アンブレラ・メモリーロス
露骨な宣伝です。
セーフハウスでの何でもない時間帯。
そう言えば、と呟いた。レジに向かう途中で買い忘れていた野菜を思い出したかのように、脳裏に浮かんだ疑問について皐月に訊ねる。
「なあ、皐月。俺の財布ってどうなった?」
サイクロプスに襲われた俺。
俺をサイクロプスから救ってくれた皐月。
あの感動的というには非日常的な違和感に溢れたファーストコンタクトの際、俺が皐月に報酬として送った財布の話である。五千円の中身入りだったので、学生としては大金である。大学生としても肉体労働の結晶なので貴重だ。
いや、五千円に執着して返還を皐月に要求している訳ではない。絶望と希望、垂れた顔と歯を見せるような笑顔、破産と逆転の相転移というマネーゲームによって得られた資金は桁違いである。実感はないのに今の俺は億万長者なので五千円に固執はしていない。
「五千円でポテトのSとジンジャーエールを頼んだけど。最初のデートで」
「あれはデートに入るのか? それに余りがまだまだ残っていたはずでは?」
ただ、皐月に譲渡した五千円の行方が純粋に気になっただけだ。
「あの時の五千円の余りなら、傘になったけど」
……傘?
「傘か」
「そう傘」
「最近の夏は暑いから日傘が欲しかったのか」
「炎の魔法使いにそれはない。ただ丁度、欲しかったのがあったから買ったのよ」
五千円の傘とはなかなかの高級品を買ったものである。行きつけのコンビニで売っているビニール傘なら新品で十本近くは買えそうである。
「何よ。手をつけたのは御影が生きているって知ってからだから、人を薄情な奴みたいに思わないでよ」
「そんな事は思っていない。せっかく買うなら別の物でもよかったのではと疑問を覚えただけだ」
シャープペンシルの芯とか、大学受験の過去問とか、コンビニの肉まんとか。学生が買う物の中に傘はあまりリストアップされていないと思われる。
疑問を投げかけたからだろう。玄関に一度向かった皐月が、俺の五千円で購入した傘を手にして戻ってきた。柄を見せるために広げる。
室内で傘が広げられるというのも珍しいが、和傘というのも珍しい。丸い円の柄であり、いわゆる蛇の目柄。モンスターと戦う魔法少女らしい柄である。
ラージサイズだというのに皐月は片手で軽々と扱う。肩に乗せて体を翻す仕草は随分と様になっているな。
「ほら、私、傘を愛用しているでしょう?」
ん、愛用? はて?
「火の粉避けの傘。属性的にあった方が便利なのよ。代々の服に穴を開けるよりも傘に穴が開く方がまだマシだから」
「和傘を、愛用??」
「ビニール傘だと服に似合わないから和傘なのよ。何か、変?」
「変っていうか……使っていたっけ、傘?」
「毎回、使っているのに。どうしたのよ」
「いや、思い出せない」
「……御影、貴方は疲れているの」
日々、モンスターと戦いを繰り広げているので疲れているのは確かであるが。とはいえ、疲労骨折ならぬ疲労記憶喪失など聞いた例がない。
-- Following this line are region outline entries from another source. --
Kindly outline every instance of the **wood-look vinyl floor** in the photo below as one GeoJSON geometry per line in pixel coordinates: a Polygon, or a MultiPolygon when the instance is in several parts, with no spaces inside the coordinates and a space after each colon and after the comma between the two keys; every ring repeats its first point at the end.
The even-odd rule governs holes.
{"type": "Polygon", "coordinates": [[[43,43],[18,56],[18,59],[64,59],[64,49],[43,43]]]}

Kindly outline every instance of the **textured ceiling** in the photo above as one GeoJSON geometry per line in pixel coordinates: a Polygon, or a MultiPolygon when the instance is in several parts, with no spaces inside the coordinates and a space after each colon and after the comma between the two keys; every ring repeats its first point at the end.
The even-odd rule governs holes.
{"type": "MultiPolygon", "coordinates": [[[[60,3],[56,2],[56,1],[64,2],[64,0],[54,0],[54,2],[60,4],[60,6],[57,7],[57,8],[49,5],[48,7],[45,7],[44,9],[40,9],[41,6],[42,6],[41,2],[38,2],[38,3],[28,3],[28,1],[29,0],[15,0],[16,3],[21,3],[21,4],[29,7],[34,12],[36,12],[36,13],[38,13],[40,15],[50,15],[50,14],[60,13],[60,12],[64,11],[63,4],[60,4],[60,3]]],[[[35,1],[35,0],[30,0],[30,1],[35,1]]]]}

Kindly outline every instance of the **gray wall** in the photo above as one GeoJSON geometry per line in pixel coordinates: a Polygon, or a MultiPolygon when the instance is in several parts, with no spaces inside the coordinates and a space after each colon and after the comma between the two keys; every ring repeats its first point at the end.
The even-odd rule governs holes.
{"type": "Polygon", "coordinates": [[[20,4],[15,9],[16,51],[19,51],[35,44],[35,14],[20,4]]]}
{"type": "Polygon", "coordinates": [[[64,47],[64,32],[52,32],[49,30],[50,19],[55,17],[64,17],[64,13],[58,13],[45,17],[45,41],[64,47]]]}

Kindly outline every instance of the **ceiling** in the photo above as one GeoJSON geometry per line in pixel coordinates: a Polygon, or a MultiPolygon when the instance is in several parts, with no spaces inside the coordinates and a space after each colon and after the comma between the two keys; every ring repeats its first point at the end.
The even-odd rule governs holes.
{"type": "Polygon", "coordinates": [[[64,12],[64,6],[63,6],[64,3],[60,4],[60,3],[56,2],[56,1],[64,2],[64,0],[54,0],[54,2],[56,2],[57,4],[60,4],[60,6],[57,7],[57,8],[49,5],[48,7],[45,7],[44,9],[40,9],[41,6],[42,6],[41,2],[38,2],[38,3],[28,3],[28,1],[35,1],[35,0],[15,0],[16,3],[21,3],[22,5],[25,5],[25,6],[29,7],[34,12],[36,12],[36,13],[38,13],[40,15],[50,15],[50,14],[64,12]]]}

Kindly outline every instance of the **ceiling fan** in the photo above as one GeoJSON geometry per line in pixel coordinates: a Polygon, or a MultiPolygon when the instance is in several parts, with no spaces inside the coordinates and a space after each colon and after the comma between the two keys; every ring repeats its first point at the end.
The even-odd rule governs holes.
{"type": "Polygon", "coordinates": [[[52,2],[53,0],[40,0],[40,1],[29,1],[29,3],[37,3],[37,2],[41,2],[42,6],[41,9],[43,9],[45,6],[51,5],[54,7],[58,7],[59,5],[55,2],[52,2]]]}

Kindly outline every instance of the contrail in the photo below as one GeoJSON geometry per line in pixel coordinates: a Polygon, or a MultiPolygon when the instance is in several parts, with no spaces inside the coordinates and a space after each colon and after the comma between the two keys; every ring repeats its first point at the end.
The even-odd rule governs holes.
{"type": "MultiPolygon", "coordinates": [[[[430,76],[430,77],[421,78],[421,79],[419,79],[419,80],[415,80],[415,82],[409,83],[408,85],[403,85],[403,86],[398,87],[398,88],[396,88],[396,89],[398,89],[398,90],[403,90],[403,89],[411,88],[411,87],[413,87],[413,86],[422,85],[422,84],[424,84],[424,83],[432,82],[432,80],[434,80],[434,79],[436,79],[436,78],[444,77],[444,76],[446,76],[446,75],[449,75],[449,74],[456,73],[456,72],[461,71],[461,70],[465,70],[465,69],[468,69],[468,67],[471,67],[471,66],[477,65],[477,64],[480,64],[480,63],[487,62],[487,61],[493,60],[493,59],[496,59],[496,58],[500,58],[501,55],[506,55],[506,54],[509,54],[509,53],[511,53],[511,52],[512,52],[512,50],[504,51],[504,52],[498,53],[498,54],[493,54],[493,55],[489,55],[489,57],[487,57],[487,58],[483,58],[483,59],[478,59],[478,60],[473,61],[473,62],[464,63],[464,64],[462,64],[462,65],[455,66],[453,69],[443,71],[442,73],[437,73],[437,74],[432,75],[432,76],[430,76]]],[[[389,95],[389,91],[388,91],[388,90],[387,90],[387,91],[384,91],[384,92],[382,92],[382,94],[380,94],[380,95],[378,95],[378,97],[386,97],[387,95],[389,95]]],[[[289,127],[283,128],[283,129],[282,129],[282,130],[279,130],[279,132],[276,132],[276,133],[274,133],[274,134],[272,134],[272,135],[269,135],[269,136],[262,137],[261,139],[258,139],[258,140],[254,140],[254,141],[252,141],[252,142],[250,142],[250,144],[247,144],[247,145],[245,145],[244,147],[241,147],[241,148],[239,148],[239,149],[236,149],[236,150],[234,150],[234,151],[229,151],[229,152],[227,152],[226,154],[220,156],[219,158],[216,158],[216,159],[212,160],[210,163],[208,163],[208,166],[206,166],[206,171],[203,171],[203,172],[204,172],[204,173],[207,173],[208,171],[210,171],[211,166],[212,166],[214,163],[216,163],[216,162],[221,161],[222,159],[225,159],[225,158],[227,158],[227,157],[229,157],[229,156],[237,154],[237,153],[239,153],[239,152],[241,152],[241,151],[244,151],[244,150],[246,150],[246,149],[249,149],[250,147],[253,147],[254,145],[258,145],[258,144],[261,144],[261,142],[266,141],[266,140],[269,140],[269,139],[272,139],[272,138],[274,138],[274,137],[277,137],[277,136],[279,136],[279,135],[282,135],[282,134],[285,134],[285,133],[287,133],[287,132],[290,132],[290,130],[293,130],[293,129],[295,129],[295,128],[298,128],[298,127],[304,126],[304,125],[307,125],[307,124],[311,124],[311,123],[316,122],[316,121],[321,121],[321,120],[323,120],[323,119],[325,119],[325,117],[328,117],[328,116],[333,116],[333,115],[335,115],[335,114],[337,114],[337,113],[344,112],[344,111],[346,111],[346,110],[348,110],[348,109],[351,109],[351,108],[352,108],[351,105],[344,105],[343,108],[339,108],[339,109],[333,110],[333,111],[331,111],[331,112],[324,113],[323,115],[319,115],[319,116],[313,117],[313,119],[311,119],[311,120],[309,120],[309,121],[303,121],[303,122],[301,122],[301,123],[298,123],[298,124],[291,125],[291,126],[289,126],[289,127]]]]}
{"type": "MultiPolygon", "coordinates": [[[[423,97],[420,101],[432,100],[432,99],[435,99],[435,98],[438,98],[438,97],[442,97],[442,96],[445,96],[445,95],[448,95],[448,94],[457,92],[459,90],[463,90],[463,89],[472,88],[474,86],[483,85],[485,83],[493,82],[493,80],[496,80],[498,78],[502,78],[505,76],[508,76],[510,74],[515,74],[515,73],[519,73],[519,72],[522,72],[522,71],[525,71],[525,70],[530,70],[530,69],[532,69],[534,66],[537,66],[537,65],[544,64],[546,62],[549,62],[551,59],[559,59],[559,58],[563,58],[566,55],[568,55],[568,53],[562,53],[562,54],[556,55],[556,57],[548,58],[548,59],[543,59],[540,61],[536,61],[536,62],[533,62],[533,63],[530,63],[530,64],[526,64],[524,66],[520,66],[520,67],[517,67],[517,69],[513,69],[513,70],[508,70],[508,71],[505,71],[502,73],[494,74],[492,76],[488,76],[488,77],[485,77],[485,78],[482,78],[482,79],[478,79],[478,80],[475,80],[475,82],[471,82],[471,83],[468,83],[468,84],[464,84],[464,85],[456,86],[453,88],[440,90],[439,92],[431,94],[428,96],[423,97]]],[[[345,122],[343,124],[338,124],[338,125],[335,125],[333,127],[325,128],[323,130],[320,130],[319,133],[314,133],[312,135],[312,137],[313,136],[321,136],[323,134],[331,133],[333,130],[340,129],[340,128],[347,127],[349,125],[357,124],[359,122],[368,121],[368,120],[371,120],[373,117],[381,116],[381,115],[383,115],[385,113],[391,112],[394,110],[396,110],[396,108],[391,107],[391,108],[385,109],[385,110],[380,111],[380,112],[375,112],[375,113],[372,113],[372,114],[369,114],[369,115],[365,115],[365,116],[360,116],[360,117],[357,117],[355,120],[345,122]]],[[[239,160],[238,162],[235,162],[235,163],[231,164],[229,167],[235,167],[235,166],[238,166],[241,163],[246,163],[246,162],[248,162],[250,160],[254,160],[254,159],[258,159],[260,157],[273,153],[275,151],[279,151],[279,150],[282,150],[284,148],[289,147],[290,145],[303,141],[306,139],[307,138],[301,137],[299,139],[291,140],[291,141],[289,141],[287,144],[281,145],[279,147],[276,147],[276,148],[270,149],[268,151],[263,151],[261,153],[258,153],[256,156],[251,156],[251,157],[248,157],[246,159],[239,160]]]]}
フィクションでのみ頻発する症例の代表だ。記憶喪失なんてそう簡単に起こらない。きっと俺が人生で体験する事もないのだろう。断言してもいい。
「その傘、皐月に似合っているのは間違いないが、愛用していた場面は――」
皐月と初めて遭遇したのはコンビニの帰り道。行儀悪くポストを足蹴にして立っていた彼女は、間違いなく和傘を広げて……いたな。
次にエンカウントしたのは夜の天竜川。のこのこ現れた一匹のオークを仕留めにやってきた皐月の手には傘が……あったな。
その後に複数のワームが出現した際、アジサイと共に登場した皐月の手にも和傘が……確実にありました。
「――いつも持っていたな」
「だからそう言っているじゃない」
とても綺麗で素晴らしい緻密な画で皐月が傘を持っているシーンを思い出せてしまったぞ。一瞬前までの俺は何を勘違いしていたというのか。
なるほど、皐月の言う通り俺は疲れているようだな。皐月の装備品は傘でした。
「問題。私の服の柄は?」
「突然、どうした??」
調子に乗った笑顔で皐月が問いてきた。
「問題。私の靴の種類は? 頭のアクセサリーは?」
そんな原作者も知らない事を俺に問われても困るのだが。